Search code examples
c++stllanguage-lawyerostream

C++ When are characters widened in output stream operator<<()?


It seems to me, that there is an inconsistency in the C++ standard, specifically in §30.7.5.2.4 of the C++17 draft (N4659), about when characters are widened in formatted output operations on output streams (operator<<()). Exactly the same inconsistency seems to be reflected in en.cppreference.com.

First, assume the following declarations:

std::ostream out;
std::wostream wout;
char ch;
wchar_t wch;
const char* str;
const wchar_t* wstr;

It is then stated that

  1. out << ch does not perform character widening,
  2. out << str performs character widening,
  3. wout << ch performs character widening,
  4. wout << str performs character widening,
  5. wout << wch does not perform character widening,
  6. wout << wstr performs character widening.

The first and most obvious inconsistency is that (6) cannot be true, as there is no widen() function taking a wchar_t argument, only one that takes a char argument.

The second (seeming) inconsistency is between (1) and (2). It seems strange to me that out << "x" should widen 'x', while out << 'x' should not.

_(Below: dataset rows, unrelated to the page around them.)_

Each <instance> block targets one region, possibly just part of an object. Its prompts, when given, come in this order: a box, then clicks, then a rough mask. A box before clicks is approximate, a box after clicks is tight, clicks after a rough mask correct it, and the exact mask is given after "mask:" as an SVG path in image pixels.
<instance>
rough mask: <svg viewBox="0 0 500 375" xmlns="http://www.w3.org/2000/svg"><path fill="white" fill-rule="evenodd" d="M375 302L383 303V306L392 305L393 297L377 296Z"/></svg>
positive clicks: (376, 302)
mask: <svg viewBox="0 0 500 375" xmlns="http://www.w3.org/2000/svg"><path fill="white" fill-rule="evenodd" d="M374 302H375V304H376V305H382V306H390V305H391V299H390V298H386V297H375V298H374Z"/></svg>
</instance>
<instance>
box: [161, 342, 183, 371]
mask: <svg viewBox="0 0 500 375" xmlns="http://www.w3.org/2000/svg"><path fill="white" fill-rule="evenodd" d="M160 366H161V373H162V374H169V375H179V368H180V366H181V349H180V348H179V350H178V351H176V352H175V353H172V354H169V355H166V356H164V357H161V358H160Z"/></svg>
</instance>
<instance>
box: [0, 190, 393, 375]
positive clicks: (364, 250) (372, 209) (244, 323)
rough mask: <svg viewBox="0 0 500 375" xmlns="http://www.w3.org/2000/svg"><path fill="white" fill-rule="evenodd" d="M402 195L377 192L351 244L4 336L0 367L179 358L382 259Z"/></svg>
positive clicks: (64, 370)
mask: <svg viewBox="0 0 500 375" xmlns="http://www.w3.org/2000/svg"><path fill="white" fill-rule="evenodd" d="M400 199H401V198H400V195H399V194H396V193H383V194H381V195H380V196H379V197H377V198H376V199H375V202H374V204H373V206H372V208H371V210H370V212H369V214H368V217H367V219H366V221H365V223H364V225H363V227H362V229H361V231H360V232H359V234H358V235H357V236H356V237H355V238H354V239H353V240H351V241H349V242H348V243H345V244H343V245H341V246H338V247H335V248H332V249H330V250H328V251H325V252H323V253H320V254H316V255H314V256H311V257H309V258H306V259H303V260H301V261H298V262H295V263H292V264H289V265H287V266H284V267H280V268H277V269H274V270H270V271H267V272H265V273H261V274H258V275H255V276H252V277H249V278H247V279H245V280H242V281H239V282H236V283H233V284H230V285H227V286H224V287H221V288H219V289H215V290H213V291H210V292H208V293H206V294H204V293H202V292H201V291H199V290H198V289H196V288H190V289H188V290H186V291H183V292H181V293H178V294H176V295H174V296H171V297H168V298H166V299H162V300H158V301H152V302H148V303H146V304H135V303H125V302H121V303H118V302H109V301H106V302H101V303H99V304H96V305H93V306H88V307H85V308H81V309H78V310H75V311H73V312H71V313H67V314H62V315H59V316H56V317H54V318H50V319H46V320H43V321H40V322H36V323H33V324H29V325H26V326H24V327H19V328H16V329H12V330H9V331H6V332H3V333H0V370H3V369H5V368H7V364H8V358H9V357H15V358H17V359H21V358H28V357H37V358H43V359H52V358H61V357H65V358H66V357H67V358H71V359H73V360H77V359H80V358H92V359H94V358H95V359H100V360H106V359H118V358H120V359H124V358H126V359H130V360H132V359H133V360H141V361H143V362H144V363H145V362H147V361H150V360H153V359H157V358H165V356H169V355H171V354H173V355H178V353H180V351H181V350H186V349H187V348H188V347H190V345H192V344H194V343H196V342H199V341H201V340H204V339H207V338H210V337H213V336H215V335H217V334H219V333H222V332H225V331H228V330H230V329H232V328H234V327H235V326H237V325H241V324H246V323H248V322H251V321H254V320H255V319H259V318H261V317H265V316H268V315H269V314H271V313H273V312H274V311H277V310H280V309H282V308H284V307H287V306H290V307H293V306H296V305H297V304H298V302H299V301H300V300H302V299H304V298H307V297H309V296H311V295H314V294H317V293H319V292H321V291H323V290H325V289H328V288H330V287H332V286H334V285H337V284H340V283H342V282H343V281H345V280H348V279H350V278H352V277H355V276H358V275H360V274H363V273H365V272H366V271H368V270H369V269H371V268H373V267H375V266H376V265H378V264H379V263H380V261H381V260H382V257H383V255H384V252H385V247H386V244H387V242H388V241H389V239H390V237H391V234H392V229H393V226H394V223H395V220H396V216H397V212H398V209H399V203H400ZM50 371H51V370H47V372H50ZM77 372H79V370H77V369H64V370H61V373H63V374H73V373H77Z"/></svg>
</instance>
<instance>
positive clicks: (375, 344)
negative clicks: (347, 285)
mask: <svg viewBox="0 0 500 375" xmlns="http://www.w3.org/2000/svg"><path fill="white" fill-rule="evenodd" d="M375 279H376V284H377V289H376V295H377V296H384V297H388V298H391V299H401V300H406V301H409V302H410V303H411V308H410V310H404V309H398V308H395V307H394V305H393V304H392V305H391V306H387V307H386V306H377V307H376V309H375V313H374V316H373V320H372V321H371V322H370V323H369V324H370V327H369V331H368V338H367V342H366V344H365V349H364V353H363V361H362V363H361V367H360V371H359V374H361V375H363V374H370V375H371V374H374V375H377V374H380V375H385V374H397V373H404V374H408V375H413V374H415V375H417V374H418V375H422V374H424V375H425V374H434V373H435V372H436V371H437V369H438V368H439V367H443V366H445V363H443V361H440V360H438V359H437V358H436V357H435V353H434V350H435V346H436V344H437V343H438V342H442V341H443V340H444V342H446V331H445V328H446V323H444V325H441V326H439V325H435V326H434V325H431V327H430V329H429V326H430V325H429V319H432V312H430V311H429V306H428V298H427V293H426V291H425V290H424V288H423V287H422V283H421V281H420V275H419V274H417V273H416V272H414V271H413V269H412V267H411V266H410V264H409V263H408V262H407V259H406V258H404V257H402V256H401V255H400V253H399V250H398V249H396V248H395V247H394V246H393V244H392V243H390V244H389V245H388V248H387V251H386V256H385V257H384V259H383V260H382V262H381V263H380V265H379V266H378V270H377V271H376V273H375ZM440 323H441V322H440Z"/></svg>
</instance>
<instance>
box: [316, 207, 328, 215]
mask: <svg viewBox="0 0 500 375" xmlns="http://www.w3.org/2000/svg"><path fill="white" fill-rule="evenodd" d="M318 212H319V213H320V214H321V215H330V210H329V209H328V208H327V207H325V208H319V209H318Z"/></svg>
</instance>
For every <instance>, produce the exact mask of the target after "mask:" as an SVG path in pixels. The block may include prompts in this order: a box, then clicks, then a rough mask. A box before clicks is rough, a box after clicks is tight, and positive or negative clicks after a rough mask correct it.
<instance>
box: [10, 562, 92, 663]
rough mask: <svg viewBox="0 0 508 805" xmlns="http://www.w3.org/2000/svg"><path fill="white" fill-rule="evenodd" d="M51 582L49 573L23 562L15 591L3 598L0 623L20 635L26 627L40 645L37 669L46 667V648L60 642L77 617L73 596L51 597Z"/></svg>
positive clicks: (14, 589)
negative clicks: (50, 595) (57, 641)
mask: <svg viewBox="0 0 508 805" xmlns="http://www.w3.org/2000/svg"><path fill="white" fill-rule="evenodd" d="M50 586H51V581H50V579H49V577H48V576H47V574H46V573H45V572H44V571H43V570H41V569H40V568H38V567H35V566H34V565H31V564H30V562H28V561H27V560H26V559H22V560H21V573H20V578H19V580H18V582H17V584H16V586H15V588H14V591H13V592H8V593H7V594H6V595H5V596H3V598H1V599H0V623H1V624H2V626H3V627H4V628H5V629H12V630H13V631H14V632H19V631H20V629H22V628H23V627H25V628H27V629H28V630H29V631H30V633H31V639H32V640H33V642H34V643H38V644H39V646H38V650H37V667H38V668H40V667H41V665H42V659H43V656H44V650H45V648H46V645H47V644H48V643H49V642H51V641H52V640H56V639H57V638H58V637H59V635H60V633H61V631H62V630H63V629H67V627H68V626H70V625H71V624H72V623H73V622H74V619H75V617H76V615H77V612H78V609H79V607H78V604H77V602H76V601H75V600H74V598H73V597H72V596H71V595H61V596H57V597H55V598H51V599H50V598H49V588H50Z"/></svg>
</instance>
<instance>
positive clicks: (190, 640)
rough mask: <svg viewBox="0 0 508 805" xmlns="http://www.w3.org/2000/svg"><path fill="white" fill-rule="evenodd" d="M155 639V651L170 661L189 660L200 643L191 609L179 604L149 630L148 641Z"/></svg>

Am I misinterpreting the standard text, or is there something wrong there? If the latter is true, do you know what the intended behavior is?

EDIT: Apparently, this inconsistency (if I am right), has been present in the standard since at least C++03 (§27.6.2.5.4). The text changes a bit through the intermediate standards, but the inconsistency, as I explain it above, remains.


Solution

  • It looks as if the standard isn't entirely correct. Most of the issue stems from the bulk-specification of the respective operations. Instead of handling each overload individually similar overloads are described together resulting in a misleading specification.

    I doubt, any implementer has any trouble understanding what is intended, though. Essentially when a char is inserted into a non-char stream the character needs to be widen()ed to obtain the character of the stream's character type. This widening is intended to map one character from the source character set to the one character in the stream's wide character set.

    Note that the IOStreams specification assumes the original notion of characters in streams being individual entities. Since the specification was created (for the C++1998 version) the text wasn't really updates substantially but with wide use of Unicode the "characters" in a stream are really bytes of an encoding. Although the streams mostly function OK in this modified environment, some flexibility which would be helpful to deal with Unicode characters isn't really properly supported. The absence of something "widening" one character into a sequence of UTF8 bytes is probably one of these.

    If you feel the inconsistency/incorrectness in the stream's section warrants addressing, file a defect report. Instruction on filing defect reports are at http://isocpp.org. When you do raise an issue consider providing proposed wording to correct the issue. Since there is no lack of clarity what is actually intended and probably most implementations do the right thing anyway I'd expect this issue to get fairly low priority and without proposed wording it is unlikely to receive much attention. Of course, addressing the issue won't change the intended behavior, e.g., to "widen" chars into a UTF8 sequence: that would effectively be a redesign of the streams library which may be in order but won't be done as part of defect resolution.